Бочка соленой рыбы, нежданый гость и девичьи молитвы
Тайнопись X
От Аркадия Дорошина
15 октября 1479 г
Новгород Великий
Елизару Быку
в собственном доме
Рославль
Великое Литовское княжество
Настоящим посланием сообщаю, что порученное мне дело полностью выполнено. 358 самых драгоценных камней на общую сумму около миллиона венгерских золотых доставлены для последующей передачи Братству на озеро Ильмень, в рыбацкую хижину брата Четвертой Заповеди Давида Горяева и его дочери, сестры Первой Заповеди Елизаветы. Они искусно подготовили товар к вывозу, в виде бочонка соленой рыбы. Теперь этот бочонок содержит в себе все состояние новгородского архиепископа Феофила, который, как и планировалось, проникся ко мне глубокой симпатией, в результате чего передал на сохранение свои камни, в которые он обратил абсолютно все свое движимое и недвижимое имущество, опасаясь, что в случае провала заговора и нашествия московитов он будет схвачен и казнен, либо заточен пожизненно в темницу. Я постараюсь, чтобы именно так и произошло. Желательно, чтобы товар был вывезен как можно скорее, потому что, по сообщению наших братьев из Москвы, великий князь намерен в ближайшее время внезапно прибыть в Новгород с войском. Моими стараниями ему уже известно, что здесь зреет заговор, во главе которого стоит Феофил, так что судьба митрополита предрешена.
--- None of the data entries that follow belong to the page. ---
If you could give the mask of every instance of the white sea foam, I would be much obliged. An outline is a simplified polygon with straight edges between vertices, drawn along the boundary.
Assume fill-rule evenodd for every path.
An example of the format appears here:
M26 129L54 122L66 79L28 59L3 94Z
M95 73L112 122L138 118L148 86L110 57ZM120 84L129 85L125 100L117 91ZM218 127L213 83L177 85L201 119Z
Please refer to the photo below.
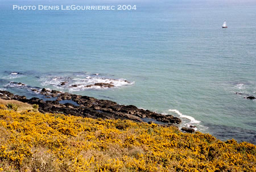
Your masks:
M245 89L245 85L243 83L238 83L236 85L236 87L240 90L242 90Z
M125 79L115 79L108 78L99 75L99 74L81 74L71 76L52 76L48 75L40 78L41 85L44 86L51 86L59 89L68 89L69 91L82 91L86 89L108 89L109 87L93 86L97 83L109 83L114 85L114 87L120 87L126 85L130 85L130 82ZM63 84L61 84L63 83ZM90 87L86 87L91 85Z
M180 116L180 118L186 118L187 119L190 120L189 123L199 123L201 122L200 121L196 120L195 118L193 118L191 116L183 115L180 112L180 111L179 111L177 110L169 110L168 111L177 114Z

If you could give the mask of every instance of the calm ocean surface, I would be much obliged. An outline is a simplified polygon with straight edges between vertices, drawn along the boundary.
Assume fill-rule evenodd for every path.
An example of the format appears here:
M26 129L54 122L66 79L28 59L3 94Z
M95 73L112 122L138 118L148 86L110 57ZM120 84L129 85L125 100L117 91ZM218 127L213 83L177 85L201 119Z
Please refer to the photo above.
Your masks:
M137 5L132 11L22 11L7 2L0 5L0 89L110 99L182 117L181 127L222 140L256 144L256 100L243 98L256 96L256 3L133 1L123 3ZM96 82L115 87L84 87Z

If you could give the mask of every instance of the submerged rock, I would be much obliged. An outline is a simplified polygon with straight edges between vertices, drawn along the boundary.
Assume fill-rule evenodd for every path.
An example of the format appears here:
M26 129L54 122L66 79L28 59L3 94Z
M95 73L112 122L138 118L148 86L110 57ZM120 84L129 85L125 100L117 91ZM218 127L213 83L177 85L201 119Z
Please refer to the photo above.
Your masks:
M254 96L246 97L245 97L245 98L247 99L250 99L250 100L254 100L254 99L256 99L256 98Z
M15 95L6 91L0 91L0 93L2 94L0 98L5 99L15 99L31 104L38 104L39 111L43 113L61 113L93 118L130 119L140 122L142 121L143 118L147 118L166 123L166 125L179 124L181 122L179 118L172 115L139 109L133 105L121 105L111 100L99 100L93 97L56 90L49 91L46 89L43 89L40 94L47 97L57 97L56 100L44 102L38 98L27 99L25 97ZM73 101L78 106L71 103L63 104L59 102L65 100Z
M67 81L62 82L60 83L60 85L63 86L65 85L67 83Z
M89 85L86 86L85 87L90 87L92 86L100 86L101 87L108 87L108 88L111 88L111 87L114 87L114 85L111 84L111 83L96 83L93 85Z

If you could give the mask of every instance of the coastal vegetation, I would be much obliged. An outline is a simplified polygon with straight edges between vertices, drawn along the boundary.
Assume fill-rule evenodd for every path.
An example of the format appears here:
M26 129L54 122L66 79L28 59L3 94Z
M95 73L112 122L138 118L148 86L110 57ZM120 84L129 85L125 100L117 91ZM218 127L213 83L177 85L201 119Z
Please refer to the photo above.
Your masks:
M15 111L6 103L0 171L256 171L249 142L155 123Z

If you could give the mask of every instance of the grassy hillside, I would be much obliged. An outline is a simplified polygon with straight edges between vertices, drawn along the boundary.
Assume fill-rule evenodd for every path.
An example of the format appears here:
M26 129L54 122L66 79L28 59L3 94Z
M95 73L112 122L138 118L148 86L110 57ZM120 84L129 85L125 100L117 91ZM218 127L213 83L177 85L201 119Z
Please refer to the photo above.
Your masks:
M256 171L250 143L155 124L3 108L0 171Z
Жду новых указаний.
Во славу Господа нашего Единого и Вездесущего!
Брат Шестой Заповеди Аркадий Дорошин.
— Отличная работа! — воскликнул Симон Черный, возвращая Елизару Быку прочитанное послание. — Еще пару таких операций и мы будем готовы к нашему главному делу…
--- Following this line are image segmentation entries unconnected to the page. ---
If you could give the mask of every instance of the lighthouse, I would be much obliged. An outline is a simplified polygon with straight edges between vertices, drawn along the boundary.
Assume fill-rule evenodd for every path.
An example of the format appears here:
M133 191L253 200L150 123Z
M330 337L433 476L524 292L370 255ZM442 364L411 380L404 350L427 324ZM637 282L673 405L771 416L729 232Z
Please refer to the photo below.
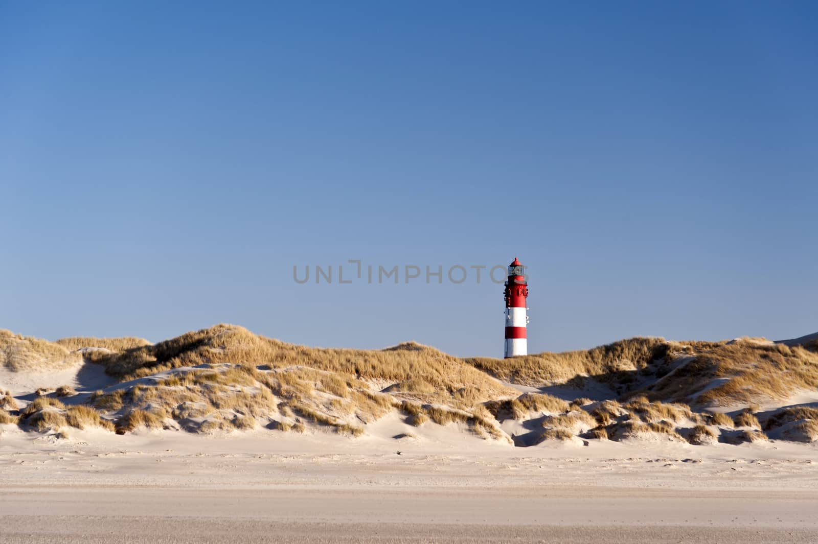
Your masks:
M509 278L506 281L506 359L528 353L525 329L528 323L525 299L528 296L528 282L525 268L515 257L509 265Z

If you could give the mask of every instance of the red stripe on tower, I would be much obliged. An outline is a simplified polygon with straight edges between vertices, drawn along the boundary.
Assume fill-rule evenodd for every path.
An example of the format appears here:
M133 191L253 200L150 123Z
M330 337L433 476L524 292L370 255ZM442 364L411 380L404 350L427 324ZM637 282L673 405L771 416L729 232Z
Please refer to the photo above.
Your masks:
M525 267L515 257L509 265L509 277L506 281L506 349L505 356L516 357L528 354L526 326L528 316L525 305L528 296L528 282L525 279Z

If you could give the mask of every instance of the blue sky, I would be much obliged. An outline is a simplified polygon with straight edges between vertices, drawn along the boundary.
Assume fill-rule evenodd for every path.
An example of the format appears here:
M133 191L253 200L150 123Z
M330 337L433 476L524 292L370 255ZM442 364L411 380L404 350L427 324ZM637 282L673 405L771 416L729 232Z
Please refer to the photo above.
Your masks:
M0 3L0 327L501 356L337 266L518 256L529 352L818 331L813 3Z

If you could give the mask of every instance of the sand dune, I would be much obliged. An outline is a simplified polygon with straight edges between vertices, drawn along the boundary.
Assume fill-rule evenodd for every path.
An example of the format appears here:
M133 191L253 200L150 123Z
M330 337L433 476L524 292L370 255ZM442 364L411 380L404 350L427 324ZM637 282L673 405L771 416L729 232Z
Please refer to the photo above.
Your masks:
M5 542L815 542L809 342L0 334Z

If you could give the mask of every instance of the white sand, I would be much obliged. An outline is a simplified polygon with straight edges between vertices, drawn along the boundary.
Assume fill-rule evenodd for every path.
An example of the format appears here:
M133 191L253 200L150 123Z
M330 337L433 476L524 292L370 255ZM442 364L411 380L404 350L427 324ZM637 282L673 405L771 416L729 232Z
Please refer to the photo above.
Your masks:
M68 439L3 426L0 542L818 542L815 444L511 448L430 423L392 438L402 425Z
— Да, брат Аркадий потрудился на славу, и следует посоветовать членам Рады, чтобы его повысили до следующей степени причастия — он это заслужил, — согласился Елизар, поднеся тайное послание к пламени свечи и наблюдая, как быстро и жадно огонь пожирает добротную пергаментную бумагу, которую можно найти лишь в крупнейших центрах торговли — Багдаде, Венеции или Новгороде.
Несмотря на то, что за окном стоит солнечный день, в богато обставленной и увешанной дорогими коврами горнице горят свечи, ибо плотные шторы, как обычно, тщательно завешены, чтобы не осталось даже малейшей щелочки, сквозь которую не в меру любопытный глаз мог бы случайно увидеть встречу этих двух людей, адептов новой веры, апостолов тайного братства, которых никто никогда не должен видеть вместе, ибо ни одна живая душа не знает, что глава братства — Преемник, кого, якобы в целях безопасности, даже члены Высшей Рады никогда в глаза не видели — на самом деле не существует вовсе — его роль играют эти два человека, неожиданно появляясь, порой одновременно, в разных местах, пугая и завораживая таинственностью своего бытия.
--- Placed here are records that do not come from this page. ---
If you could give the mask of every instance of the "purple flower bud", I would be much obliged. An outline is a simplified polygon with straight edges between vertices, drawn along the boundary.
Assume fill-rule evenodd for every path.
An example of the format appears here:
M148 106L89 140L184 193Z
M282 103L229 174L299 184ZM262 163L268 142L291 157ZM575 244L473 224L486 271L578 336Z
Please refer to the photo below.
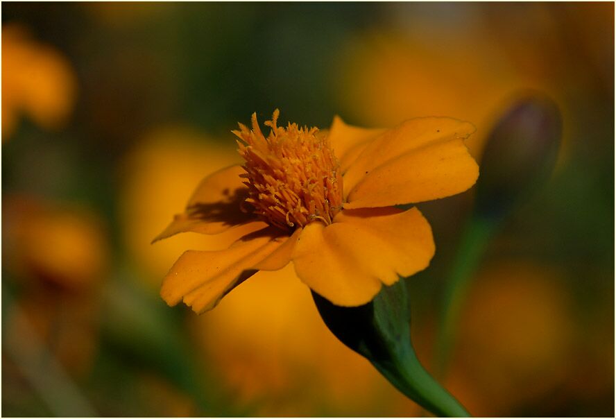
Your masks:
M547 98L527 96L505 112L484 151L478 215L502 217L545 182L556 164L562 130L561 112Z

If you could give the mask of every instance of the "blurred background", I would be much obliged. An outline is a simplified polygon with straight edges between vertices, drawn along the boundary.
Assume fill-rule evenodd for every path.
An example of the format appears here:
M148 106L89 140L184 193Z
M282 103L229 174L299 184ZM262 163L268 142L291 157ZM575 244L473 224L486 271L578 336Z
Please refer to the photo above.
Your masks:
M238 161L230 130L253 112L323 128L453 117L477 126L479 159L538 94L563 115L556 169L490 242L441 381L476 416L613 416L613 3L3 3L1 17L3 416L425 414L336 341L292 268L198 316L160 283L183 250L221 243L150 241ZM419 205L437 251L407 282L431 370L473 194Z

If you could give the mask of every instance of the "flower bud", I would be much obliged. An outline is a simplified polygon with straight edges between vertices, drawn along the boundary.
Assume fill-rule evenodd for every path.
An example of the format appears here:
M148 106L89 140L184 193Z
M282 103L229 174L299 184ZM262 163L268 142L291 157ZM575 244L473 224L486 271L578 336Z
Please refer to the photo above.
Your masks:
M542 185L554 168L561 135L554 101L536 95L518 100L488 138L477 184L477 214L501 218Z

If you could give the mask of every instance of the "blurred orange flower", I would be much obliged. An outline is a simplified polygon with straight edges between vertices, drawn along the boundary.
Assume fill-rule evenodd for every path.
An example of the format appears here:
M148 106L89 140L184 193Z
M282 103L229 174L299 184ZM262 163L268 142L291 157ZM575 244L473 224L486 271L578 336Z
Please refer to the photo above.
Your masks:
M463 143L474 130L466 122L422 118L366 130L336 117L325 135L279 127L277 117L277 110L266 123L267 137L255 114L252 130L240 124L234 133L244 165L205 178L155 239L228 230L237 237L223 250L183 253L163 282L168 304L183 300L203 312L258 271L291 261L300 279L333 303L366 304L382 284L425 269L434 253L421 213L394 205L461 193L479 175Z
M23 112L44 128L55 128L75 102L75 75L66 58L32 39L22 26L2 27L2 138L15 131Z
M80 207L29 196L5 197L2 210L2 262L19 306L60 364L73 375L86 373L96 349L99 287L110 257L101 220ZM17 318L8 318L13 344L33 345Z

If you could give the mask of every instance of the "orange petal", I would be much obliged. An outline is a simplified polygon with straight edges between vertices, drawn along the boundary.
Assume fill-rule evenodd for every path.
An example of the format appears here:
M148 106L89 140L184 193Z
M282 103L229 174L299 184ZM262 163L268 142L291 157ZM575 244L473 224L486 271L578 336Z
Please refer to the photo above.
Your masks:
M224 250L187 250L169 270L160 296L169 305L183 300L196 313L209 310L233 288L255 274L255 265L287 239L260 236L239 241Z
M338 115L330 128L328 137L334 154L340 162L343 173L355 160L370 140L374 139L386 130L380 128L362 128L347 125Z
M382 283L425 269L434 254L431 229L416 208L364 208L343 210L327 227L305 227L293 262L308 287L348 307L370 302Z
M472 186L479 167L463 140L474 132L451 118L417 118L372 142L344 174L345 208L444 198Z
M291 237L262 261L255 265L259 271L278 271L291 261L296 245L302 234L302 228L296 230Z
M186 210L176 215L153 243L186 232L215 234L254 220L253 214L241 210L248 193L239 177L243 173L241 166L232 166L203 179L193 193Z

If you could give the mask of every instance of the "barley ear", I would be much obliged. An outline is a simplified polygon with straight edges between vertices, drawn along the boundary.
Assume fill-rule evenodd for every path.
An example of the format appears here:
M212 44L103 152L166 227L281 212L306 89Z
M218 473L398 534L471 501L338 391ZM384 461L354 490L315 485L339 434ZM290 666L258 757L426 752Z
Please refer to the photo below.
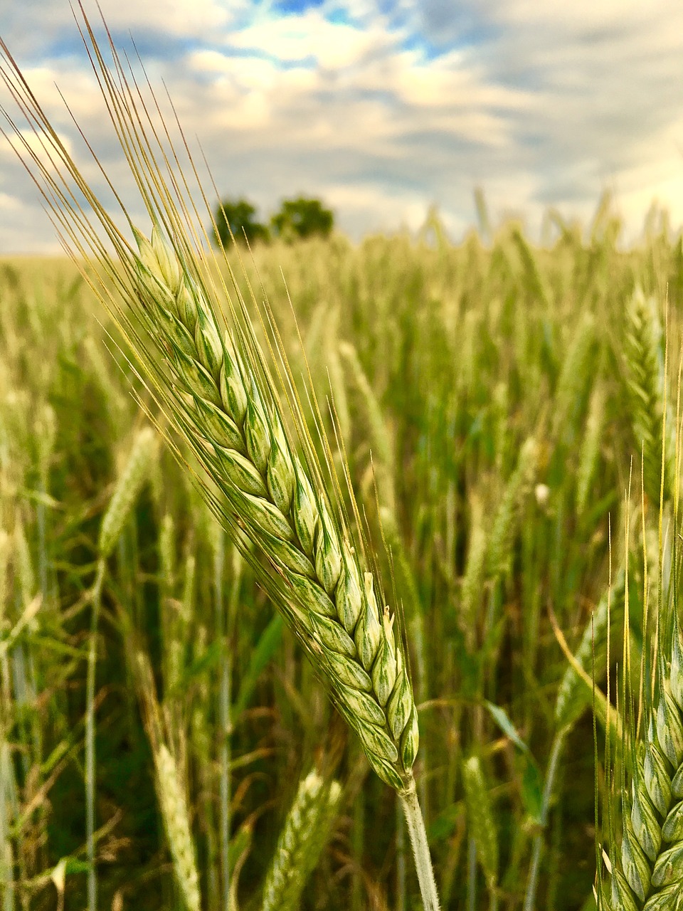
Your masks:
M341 797L339 783L326 783L315 771L300 783L266 875L262 911L299 907L330 836Z
M148 477L157 446L157 437L151 427L143 427L133 440L130 453L117 478L99 527L97 549L104 559L114 549L135 501Z
M393 617L350 532L296 454L267 376L158 230L137 234L138 294L170 388L168 409L225 497L219 517L269 559L269 593L362 742L375 772L408 785L417 715ZM162 392L168 396L168 390ZM253 557L250 558L253 559Z
M463 784L471 837L486 884L492 891L498 883L498 835L494 824L491 799L479 759L470 756L463 763Z
M664 426L664 500L673 502L676 426L664 370L662 328L655 299L646 297L640 288L626 308L624 363L635 443L643 457L645 492L652 503L659 503Z
M199 877L189 829L185 793L178 781L176 763L165 743L154 752L157 791L161 815L173 857L173 870L188 911L200 911Z
M634 750L613 865L613 911L683 906L683 641L675 620L647 729Z

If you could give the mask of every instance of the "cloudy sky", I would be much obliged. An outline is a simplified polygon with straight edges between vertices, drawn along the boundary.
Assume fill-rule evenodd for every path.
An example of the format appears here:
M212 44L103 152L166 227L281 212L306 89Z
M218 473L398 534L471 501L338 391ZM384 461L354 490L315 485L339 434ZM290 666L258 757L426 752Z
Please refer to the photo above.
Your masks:
M653 200L683 223L680 0L100 3L220 193L263 218L319 196L360 238L416 229L436 203L458 238L479 185L494 219L519 213L533 231L548 206L589 218L606 189L632 237ZM77 150L55 84L128 194L68 0L0 0L0 36L60 134ZM55 249L10 152L0 144L0 253Z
Но для простых смертных не происходит ничего необычного — просто зажиточный и горячо любимый своими земляками (за то, что всегда всем дает в долг и никогда не требует возврата) купец Елизар Бык в собственном доме в городке Рославле, расположенном в Великом Литовском княжестве не очень далеко от рубежа с Московским, принимает старого друга — ученого книжника Симона Черного, а то, что любят сидеть друзья средь бела дня в темной горнице — мало ли, чего не бывает — у богатых свои причуды!
— Ну что же, дорогой друг, — сказал Симон, — нам осталось совершить еще несколько дел, которых, ввиду их крайней важности, никому другому поручить нельзя.
— Да, я уже нагрузил обоз товаров для поездки на славное торжище Господина Великого Новгорода, — Елизар бросил пепел сгоревшего послания в золотую чашу и, плеснув туда дорогого вина, чтоб не дымилось, закончил. — Выезжаю завтра.
— Превосходно. Привезешь от рыбака Горяева с берегов Ильменя несколько бочек соленой рыбы, — улыбнулся Симон, поправляя свои длинные белые волосы, — и, думаю, это будет наилучшая сделка в твоей купеческой карьере. Если тебя, конечно, не ограбит на обратном пути какой-нибудь разбойник вроде тех, что так успешно очистили замок Семена Бельского и выручили наших славных московских друзей.
— Ну что ты, Симон, я, разумеется, заранее написал ходатайство маршалку дворному[2]Ивану Ходкевичу о выделении мне — разумеется, за мои деньги — охраны, поскольку всем известно как опасен путь через Московию, и вчера получил любезный ответ, в котором маршалок сообщает о выделении мне двадцати копейщиков, под командованием офицера.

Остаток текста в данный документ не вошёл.